A putative new idea for AI control; index here.
This is a problem that developed from the "high impact from low impact" idea, but is a legitimate thought experiment in its own right (it also has connections with the "spirit of the law" idea).
Suppose that, next 1st of April, the US president may or may not die of natural causes. I chose this example because it's an event of potentially large magnitude, but not overwhelmingly so (neither a butterfly wing nor an asteroid impact).
Also assume that, for some reason, we are able to program an AI that will be nice, given that the president does die on that day. Its behaviour if the president doesn't die is undefined and potentially dangerous.
Is there a way (either at the initial stages of programming or at the later) to extend the "niceness" from the "presidential death world" into the "presidential survival world"?
To focus on how tricky the problem is, assume for argument's sake that the vice-president is a war monger that will start a nuclear war if they become president. Then "launch a coup on the 2nd of April" is a "nice" thing of the AI to do, conditional on the president dying. However, if you naively import that requirement into the "presidential survival world", the AI will launch a pointeless and counterproductive coup.
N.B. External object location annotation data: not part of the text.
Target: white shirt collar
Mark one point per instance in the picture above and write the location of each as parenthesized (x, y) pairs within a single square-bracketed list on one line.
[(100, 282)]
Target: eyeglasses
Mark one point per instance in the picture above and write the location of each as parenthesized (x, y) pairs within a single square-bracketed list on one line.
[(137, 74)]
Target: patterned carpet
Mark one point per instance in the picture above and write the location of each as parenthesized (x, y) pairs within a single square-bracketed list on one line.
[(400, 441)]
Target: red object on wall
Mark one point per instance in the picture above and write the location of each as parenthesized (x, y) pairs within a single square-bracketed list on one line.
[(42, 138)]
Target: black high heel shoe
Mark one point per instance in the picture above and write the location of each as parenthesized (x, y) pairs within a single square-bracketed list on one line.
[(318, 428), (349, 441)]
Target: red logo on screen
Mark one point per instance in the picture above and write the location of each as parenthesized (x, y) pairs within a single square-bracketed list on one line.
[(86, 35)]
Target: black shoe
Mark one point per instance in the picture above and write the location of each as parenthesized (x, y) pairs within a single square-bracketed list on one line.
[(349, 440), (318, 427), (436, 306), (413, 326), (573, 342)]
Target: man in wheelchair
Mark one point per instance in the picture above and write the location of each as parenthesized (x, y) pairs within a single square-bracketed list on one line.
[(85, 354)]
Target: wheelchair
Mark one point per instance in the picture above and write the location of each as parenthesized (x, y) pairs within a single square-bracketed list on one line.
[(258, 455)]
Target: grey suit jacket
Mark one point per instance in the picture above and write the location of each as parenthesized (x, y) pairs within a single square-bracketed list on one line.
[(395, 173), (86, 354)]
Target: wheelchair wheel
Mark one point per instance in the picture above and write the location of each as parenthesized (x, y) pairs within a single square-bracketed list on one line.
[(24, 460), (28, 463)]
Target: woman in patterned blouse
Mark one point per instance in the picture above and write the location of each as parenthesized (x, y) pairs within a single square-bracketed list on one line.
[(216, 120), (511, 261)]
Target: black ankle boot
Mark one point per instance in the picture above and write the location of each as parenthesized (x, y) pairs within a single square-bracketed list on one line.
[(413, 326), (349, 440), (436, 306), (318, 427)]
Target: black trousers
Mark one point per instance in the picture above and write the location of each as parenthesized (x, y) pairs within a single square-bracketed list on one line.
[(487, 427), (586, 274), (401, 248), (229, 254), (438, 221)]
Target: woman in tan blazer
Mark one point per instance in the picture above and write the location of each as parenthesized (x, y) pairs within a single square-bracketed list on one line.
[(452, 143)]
This is illustrative of the kind of problems that could come up.
So the question is, can we transfer niceness in this way, without needing a solution to the full problem of niceness in general?
EDIT: Actually, this seems ideally setup for a Bayes network (or for the requirement that a Bayes network be used).
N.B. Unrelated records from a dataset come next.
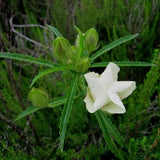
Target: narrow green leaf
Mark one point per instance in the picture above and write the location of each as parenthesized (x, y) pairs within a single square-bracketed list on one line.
[(27, 112), (123, 63), (67, 111), (112, 45), (113, 131), (45, 72), (81, 40), (54, 30), (58, 101), (108, 139), (26, 58)]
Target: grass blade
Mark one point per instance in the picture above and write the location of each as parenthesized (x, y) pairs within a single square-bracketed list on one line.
[(54, 30), (27, 112), (123, 64), (67, 110), (109, 141), (45, 72), (113, 131), (112, 45), (26, 58), (58, 101)]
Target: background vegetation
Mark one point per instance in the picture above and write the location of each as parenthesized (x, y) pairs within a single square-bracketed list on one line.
[(36, 137)]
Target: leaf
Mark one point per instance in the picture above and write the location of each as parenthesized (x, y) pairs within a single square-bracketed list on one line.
[(58, 101), (45, 72), (81, 42), (109, 141), (27, 112), (67, 111), (112, 45), (26, 58), (113, 131), (54, 30), (123, 63)]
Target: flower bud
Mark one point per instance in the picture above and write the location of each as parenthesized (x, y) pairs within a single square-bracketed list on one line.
[(82, 64), (38, 97), (61, 48), (91, 40)]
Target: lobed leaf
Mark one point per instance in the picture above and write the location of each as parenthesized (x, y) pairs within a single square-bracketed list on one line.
[(67, 110), (26, 58), (123, 63), (112, 45)]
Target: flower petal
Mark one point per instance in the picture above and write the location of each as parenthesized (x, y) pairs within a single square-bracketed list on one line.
[(89, 103), (101, 101), (113, 108), (115, 99), (123, 88), (111, 72), (96, 85)]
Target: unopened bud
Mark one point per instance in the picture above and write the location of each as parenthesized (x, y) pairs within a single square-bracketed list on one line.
[(61, 48), (38, 97), (82, 64), (91, 40)]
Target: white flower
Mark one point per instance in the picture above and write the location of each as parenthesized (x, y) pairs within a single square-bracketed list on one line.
[(105, 92)]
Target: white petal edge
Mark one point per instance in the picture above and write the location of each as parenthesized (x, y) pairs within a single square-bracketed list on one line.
[(111, 72), (113, 109), (123, 88), (89, 103)]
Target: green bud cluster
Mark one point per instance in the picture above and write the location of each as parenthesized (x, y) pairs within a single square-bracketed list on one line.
[(38, 97), (76, 56), (61, 47)]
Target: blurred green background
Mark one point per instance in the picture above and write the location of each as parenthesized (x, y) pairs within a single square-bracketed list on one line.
[(140, 125)]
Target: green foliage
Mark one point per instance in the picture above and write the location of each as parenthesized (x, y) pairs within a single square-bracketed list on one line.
[(112, 45), (67, 110), (112, 19)]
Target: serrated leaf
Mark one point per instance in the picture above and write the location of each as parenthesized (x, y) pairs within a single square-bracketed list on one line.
[(67, 111), (123, 64), (45, 72), (54, 30), (112, 45), (108, 139), (26, 58), (27, 112)]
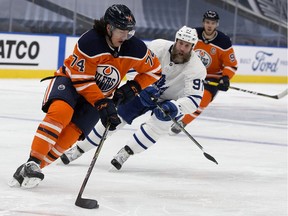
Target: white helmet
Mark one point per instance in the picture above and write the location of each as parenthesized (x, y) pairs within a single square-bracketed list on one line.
[(187, 34)]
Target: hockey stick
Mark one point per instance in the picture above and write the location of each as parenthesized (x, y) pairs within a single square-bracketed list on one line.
[(208, 156), (278, 96), (84, 202)]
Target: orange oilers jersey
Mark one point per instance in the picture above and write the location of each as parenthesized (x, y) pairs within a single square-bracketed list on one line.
[(96, 69), (217, 54)]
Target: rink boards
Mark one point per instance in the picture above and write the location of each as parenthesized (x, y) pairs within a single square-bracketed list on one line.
[(38, 56)]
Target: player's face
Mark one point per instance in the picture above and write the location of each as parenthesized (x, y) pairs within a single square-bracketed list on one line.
[(118, 36), (181, 52), (209, 26)]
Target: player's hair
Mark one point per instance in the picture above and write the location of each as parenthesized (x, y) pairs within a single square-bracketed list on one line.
[(100, 26)]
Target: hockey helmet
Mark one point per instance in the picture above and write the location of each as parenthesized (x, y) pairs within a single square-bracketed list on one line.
[(211, 15), (120, 16), (187, 34)]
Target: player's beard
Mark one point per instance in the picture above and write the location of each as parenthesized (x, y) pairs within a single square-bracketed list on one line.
[(177, 58)]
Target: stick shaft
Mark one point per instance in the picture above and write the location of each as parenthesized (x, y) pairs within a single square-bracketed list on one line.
[(91, 166), (250, 92)]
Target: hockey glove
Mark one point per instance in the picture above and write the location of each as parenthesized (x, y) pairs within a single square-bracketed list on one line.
[(149, 95), (126, 92), (224, 83), (170, 108), (108, 113)]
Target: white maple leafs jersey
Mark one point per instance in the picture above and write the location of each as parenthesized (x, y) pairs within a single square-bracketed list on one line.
[(180, 82)]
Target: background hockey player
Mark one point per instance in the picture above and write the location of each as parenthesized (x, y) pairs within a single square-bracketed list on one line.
[(179, 90), (78, 94), (216, 52)]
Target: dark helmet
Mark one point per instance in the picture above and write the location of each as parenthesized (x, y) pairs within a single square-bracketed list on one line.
[(120, 16), (211, 15)]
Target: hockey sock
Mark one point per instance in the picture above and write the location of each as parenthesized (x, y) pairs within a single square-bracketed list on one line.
[(67, 138)]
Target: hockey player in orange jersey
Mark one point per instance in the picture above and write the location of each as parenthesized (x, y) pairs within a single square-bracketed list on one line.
[(216, 52), (85, 89)]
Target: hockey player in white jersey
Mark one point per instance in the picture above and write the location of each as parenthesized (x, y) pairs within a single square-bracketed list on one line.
[(178, 92)]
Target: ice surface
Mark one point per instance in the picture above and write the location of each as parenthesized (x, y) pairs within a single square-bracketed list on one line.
[(246, 134)]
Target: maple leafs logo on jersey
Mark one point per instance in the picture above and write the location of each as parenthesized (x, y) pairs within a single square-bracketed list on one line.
[(204, 57), (161, 84)]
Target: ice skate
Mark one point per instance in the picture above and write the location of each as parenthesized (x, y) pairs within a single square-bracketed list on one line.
[(71, 155), (121, 157), (28, 175), (175, 129)]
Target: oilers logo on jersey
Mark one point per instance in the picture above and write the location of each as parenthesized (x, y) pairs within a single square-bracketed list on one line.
[(107, 77)]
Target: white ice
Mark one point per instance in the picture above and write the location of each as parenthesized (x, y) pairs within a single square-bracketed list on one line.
[(245, 133)]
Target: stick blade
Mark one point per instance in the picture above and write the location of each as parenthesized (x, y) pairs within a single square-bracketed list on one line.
[(209, 157), (282, 94), (86, 203)]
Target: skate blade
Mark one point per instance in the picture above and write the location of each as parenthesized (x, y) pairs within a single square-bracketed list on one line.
[(13, 183), (30, 182)]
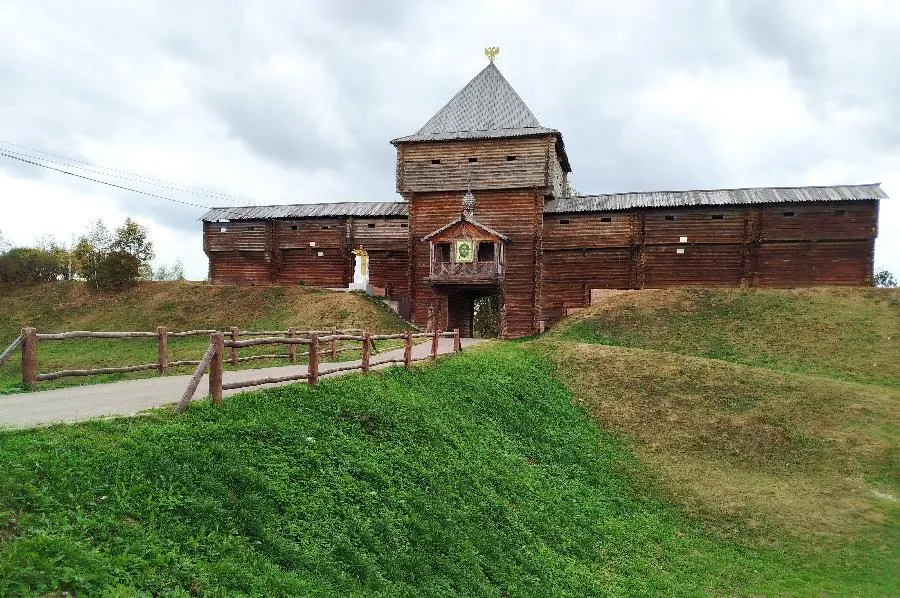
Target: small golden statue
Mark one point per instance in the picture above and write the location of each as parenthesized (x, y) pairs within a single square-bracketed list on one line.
[(363, 260)]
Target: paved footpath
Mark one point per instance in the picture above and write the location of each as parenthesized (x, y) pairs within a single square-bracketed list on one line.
[(80, 403)]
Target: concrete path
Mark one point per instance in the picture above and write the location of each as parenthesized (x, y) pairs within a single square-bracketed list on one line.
[(80, 403)]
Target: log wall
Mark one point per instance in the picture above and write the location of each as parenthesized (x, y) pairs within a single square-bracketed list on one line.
[(445, 165), (783, 245)]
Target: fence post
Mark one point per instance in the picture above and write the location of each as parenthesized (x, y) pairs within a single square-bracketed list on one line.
[(215, 367), (367, 351), (407, 350), (313, 359), (292, 349), (162, 350), (29, 356)]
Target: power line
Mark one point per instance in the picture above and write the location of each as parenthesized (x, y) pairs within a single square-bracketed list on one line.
[(69, 160), (187, 203), (107, 174)]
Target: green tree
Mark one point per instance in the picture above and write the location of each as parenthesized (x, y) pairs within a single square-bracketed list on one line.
[(883, 278), (113, 261)]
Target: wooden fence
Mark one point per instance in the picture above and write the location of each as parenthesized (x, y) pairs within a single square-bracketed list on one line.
[(214, 358), (30, 337)]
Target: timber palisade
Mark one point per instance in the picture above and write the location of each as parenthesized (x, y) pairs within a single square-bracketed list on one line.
[(487, 210)]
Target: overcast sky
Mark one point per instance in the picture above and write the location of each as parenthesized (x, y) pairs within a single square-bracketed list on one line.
[(295, 101)]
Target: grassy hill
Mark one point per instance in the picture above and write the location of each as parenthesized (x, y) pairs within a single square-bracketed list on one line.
[(60, 306), (774, 411), (557, 466), (473, 477)]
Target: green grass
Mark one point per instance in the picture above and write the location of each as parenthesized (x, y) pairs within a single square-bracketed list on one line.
[(474, 477), (847, 334), (57, 307)]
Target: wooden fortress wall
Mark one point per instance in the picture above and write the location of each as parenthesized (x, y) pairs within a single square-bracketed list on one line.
[(316, 251), (776, 245)]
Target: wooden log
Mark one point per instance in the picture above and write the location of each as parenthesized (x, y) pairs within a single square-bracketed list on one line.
[(175, 364), (29, 356), (257, 357), (195, 379), (215, 367), (7, 353), (60, 336), (387, 337), (162, 350), (407, 350), (313, 367), (268, 340), (96, 371), (192, 333), (260, 381), (367, 352), (292, 349), (233, 349)]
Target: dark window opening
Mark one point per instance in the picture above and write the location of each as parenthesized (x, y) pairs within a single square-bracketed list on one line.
[(442, 252)]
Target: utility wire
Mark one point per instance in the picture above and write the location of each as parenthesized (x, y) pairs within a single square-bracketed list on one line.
[(187, 203), (106, 174), (69, 160)]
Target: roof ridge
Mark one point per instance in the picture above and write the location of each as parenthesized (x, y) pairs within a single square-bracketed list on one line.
[(726, 189)]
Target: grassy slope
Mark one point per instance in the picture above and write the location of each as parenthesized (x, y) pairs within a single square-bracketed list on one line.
[(472, 477), (848, 334), (804, 441), (177, 305)]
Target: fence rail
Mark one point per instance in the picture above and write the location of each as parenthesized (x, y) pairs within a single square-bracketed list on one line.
[(214, 360), (29, 339)]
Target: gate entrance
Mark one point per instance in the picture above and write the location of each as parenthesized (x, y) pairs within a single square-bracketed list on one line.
[(475, 312)]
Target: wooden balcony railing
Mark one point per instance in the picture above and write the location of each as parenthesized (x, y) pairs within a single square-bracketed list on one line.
[(448, 272)]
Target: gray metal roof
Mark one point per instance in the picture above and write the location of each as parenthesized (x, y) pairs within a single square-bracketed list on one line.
[(713, 197), (310, 210), (485, 108)]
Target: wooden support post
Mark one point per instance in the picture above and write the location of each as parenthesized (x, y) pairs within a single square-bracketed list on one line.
[(367, 351), (29, 356), (292, 349), (407, 350), (313, 359), (234, 338), (215, 367), (162, 350)]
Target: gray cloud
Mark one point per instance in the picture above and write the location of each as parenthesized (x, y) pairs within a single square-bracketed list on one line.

EDIT2: Now the problem of predicates like "Grue" and "Bleen" seem to be the relevant bit. If you can avoid concepts such as "X={nuclear war if president died, peace if president lived}", you can make the extension work.
The coup was just an example, to show that ("nice" | president dead) does not imply ("nice" | president alive). The coup thing can be patched if we know about it, but it's just an example of the general problem.
So the question is how do we solve a problem that we don't know exists. We only know it might exist, and that it will be solved under some conditions but not in others. And we don't know which conditions will be good and which will be bad. Yes, that is a tricky problem.